It has emerged that the flaw that Microsoft yesterday patched that is being used by hackers to attack Internet Explorer (IE) users may have been reported 18 months ago or more.
In the security advisory it issued yesterday, Microsoft credited a pair of researchers - Ryan Smith and Alex Wheeler - with reporting the bug. Smith and Wheeler once worked together at IBM's ISS X-Force, although Wheeler now is at Texas-based 3Com's TippingPoint DVLabs.
Wheeler confirmed that he and Smith uncovered the vulnerability, but he gave most of the credit to Smith. Wheeler declined, however, to say when the bug was reported to Microsoft.
"I don't feel comfortable talking about that," he said, citing a non-disclosure agreement related to the vulnerability that he signed at the time. Instead, he steered questions to his former employer, ISS X-Force.
"But we worked on it prior to my time with TippingPoint," Wheeler acknowledged. Wheeler, who is the manager of DVLabs, started at TippingPoint in January 2008.

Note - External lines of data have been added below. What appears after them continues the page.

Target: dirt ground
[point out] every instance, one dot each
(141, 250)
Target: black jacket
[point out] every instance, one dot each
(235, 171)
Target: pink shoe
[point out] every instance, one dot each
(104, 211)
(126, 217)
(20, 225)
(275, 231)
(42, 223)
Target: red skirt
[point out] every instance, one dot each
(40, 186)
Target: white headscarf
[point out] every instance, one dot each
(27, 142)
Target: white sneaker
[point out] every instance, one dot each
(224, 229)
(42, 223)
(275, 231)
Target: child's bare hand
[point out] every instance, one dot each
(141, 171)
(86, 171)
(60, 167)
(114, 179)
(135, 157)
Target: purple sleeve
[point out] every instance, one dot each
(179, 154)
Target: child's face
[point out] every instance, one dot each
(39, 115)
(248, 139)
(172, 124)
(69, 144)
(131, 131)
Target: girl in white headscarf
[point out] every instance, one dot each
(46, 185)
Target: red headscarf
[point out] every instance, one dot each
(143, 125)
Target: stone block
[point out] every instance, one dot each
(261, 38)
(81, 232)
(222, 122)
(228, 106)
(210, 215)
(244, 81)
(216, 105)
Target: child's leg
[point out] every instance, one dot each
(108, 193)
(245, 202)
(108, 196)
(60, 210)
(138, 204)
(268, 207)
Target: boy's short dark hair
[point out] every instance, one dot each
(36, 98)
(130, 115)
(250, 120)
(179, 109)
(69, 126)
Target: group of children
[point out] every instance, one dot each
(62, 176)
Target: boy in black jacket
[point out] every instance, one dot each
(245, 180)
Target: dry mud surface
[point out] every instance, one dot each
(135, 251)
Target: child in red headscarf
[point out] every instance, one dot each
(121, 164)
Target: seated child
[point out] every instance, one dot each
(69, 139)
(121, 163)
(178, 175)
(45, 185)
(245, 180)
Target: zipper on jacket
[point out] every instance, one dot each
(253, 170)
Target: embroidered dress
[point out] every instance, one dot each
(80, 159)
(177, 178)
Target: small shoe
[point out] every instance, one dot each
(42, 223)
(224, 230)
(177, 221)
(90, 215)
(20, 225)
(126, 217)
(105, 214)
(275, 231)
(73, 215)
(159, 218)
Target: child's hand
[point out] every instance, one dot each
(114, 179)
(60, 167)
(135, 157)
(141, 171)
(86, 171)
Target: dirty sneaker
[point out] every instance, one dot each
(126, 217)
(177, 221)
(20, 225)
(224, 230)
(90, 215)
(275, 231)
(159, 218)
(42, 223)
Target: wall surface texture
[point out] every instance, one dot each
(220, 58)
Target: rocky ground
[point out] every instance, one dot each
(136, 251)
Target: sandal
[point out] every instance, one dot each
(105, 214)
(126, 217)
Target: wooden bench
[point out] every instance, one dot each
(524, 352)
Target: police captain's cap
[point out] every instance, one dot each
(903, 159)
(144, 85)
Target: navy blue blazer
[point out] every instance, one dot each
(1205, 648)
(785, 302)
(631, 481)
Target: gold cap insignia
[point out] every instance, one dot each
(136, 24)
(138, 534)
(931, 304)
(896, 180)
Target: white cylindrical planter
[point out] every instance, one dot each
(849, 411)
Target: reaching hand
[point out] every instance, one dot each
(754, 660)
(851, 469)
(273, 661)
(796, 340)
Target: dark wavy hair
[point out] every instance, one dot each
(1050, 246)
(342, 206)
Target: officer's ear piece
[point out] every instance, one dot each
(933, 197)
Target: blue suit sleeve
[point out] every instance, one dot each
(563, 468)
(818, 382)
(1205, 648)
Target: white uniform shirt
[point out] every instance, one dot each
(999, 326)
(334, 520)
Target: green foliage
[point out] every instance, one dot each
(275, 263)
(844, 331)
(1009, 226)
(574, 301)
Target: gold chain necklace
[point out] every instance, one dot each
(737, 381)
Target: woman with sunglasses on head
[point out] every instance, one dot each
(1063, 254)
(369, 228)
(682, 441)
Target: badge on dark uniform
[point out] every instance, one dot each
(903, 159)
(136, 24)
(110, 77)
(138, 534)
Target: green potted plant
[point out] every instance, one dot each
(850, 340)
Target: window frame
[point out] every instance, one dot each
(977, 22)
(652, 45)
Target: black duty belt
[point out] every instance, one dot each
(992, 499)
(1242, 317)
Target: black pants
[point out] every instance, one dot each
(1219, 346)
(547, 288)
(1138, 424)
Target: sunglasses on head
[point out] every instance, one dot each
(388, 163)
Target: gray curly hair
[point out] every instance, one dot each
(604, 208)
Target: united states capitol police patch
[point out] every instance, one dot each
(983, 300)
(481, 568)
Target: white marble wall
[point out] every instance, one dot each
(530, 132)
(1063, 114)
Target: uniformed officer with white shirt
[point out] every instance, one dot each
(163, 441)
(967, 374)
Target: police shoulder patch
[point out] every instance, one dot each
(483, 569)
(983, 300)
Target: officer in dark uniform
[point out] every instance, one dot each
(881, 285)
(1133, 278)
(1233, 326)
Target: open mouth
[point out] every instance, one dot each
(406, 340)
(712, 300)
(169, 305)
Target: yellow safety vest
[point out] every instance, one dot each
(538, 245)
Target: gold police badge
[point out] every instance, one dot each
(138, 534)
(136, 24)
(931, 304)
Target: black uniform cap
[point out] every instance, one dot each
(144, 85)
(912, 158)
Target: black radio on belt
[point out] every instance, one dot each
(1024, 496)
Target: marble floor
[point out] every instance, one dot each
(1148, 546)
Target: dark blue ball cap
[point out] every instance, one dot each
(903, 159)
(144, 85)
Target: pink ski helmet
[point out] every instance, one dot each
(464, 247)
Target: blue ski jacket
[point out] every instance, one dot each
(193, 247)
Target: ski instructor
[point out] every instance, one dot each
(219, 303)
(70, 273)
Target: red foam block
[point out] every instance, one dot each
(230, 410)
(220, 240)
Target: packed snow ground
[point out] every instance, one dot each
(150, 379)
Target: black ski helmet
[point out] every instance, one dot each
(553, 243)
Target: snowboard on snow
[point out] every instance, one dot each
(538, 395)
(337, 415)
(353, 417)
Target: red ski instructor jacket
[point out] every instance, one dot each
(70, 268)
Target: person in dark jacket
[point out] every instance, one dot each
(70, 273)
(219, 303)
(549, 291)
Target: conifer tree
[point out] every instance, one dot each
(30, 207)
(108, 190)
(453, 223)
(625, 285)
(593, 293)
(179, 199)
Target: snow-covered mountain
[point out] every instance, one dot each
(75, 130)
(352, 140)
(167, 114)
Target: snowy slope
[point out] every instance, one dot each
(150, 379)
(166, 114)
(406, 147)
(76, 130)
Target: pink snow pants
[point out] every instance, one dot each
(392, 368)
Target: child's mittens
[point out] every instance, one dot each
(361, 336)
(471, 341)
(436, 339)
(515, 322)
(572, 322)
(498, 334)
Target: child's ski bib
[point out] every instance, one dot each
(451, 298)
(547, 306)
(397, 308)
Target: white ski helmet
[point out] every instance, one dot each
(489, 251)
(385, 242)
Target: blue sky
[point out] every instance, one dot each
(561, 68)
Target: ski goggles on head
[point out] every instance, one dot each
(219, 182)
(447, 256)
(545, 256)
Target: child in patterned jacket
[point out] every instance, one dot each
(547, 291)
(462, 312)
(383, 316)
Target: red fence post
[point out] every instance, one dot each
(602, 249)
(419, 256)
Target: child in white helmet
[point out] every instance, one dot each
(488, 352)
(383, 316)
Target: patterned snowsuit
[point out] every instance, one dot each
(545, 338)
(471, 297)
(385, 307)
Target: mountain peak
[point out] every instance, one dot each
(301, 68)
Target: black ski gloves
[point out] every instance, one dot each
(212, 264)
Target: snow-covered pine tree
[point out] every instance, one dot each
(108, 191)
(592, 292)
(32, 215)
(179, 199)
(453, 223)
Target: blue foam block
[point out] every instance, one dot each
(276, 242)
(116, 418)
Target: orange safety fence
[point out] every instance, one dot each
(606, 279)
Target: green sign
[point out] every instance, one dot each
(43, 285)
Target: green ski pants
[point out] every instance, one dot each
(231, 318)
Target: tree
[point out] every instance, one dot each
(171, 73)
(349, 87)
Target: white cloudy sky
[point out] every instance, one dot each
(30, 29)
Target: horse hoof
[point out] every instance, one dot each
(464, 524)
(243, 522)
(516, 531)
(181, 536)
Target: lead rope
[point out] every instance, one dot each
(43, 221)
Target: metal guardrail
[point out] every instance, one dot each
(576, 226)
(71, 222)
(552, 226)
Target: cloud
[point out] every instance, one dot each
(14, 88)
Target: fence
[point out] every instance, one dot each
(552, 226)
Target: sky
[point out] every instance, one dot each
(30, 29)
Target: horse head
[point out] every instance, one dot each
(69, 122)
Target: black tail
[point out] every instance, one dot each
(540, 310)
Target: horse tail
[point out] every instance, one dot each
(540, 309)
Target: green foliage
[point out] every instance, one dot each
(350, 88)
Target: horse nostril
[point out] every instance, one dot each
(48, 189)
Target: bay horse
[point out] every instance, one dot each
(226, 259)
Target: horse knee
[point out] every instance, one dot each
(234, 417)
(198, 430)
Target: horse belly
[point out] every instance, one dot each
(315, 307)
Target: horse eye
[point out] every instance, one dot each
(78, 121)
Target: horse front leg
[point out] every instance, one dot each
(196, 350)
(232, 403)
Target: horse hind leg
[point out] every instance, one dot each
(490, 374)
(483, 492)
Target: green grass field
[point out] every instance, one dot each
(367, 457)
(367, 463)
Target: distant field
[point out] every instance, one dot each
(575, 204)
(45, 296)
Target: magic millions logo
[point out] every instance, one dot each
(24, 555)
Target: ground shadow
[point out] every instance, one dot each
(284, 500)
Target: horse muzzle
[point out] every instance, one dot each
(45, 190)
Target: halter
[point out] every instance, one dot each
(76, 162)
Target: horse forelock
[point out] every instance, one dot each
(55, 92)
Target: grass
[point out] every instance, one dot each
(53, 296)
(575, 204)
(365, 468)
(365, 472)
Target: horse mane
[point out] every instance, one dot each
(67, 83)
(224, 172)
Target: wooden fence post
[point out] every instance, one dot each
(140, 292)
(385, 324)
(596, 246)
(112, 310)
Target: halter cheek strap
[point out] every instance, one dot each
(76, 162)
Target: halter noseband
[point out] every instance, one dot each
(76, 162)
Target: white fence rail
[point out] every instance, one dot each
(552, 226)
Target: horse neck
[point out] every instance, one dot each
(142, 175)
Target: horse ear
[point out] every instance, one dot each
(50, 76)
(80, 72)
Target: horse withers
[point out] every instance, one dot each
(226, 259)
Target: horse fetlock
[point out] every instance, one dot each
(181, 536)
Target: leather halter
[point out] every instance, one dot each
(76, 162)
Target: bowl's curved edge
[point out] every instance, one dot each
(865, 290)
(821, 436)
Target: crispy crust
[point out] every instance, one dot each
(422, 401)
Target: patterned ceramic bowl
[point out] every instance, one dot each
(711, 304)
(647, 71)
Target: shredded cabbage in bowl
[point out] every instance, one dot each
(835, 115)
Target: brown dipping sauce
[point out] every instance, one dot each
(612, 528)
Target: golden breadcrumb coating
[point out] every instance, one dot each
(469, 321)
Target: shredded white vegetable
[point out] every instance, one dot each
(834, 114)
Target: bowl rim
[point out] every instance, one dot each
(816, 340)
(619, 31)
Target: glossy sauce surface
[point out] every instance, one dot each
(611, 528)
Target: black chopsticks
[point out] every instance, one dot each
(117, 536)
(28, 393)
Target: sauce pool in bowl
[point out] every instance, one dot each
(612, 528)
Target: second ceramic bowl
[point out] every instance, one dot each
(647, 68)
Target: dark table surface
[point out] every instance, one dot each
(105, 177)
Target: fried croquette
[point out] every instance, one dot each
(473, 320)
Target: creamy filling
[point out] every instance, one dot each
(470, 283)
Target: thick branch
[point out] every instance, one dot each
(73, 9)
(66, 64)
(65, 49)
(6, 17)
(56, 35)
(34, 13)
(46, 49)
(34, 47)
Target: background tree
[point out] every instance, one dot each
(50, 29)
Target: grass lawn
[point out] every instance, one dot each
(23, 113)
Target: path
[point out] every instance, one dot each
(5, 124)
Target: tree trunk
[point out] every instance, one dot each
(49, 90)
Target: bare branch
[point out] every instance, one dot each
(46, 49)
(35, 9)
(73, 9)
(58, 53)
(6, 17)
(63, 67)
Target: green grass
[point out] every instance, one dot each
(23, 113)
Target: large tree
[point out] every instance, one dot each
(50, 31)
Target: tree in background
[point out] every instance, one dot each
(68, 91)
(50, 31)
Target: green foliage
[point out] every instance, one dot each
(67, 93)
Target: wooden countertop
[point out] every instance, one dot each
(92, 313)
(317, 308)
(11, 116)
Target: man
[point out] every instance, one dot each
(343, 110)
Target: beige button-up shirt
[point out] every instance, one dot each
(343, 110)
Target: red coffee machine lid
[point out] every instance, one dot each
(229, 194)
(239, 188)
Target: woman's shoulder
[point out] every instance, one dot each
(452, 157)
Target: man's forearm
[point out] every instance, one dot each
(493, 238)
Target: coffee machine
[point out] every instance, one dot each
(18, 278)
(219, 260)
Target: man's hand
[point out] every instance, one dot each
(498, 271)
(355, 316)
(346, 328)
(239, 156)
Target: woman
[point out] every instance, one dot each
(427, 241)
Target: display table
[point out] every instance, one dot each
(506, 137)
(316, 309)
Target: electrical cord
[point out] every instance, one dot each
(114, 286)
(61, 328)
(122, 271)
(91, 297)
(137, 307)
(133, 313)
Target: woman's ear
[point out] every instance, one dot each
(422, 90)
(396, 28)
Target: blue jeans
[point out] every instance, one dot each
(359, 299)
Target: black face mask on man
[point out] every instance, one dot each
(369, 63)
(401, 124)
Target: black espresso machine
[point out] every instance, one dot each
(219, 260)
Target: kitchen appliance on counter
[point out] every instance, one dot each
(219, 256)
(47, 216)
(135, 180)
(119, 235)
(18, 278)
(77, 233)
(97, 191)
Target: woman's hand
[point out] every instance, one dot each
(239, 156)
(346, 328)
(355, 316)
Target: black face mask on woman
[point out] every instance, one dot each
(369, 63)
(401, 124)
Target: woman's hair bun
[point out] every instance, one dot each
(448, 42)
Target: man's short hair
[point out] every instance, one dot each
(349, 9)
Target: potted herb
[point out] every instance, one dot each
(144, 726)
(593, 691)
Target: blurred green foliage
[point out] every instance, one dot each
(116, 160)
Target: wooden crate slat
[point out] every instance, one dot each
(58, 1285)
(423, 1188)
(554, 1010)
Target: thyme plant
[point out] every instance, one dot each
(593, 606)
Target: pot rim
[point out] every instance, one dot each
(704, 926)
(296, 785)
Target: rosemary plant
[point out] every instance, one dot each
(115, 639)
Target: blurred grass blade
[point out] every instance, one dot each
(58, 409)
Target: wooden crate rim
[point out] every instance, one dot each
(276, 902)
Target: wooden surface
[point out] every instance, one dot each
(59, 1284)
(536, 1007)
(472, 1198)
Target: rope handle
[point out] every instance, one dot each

The CVE (Common Vulnerabilities and Exposures) number for the vulnerability - CVE-2008-0015 - points to a possible early 2008 reporting date. According to the database, the CVE number was reserved on December 13, 2007.
ISS X-Force was not immediately able today to confirm a reporting date for the vulnerability, but the security firm did note in its own advisory, also published Monday, that hackers have been exploiting the bug since at least June 9, 2009, nearly a month ago.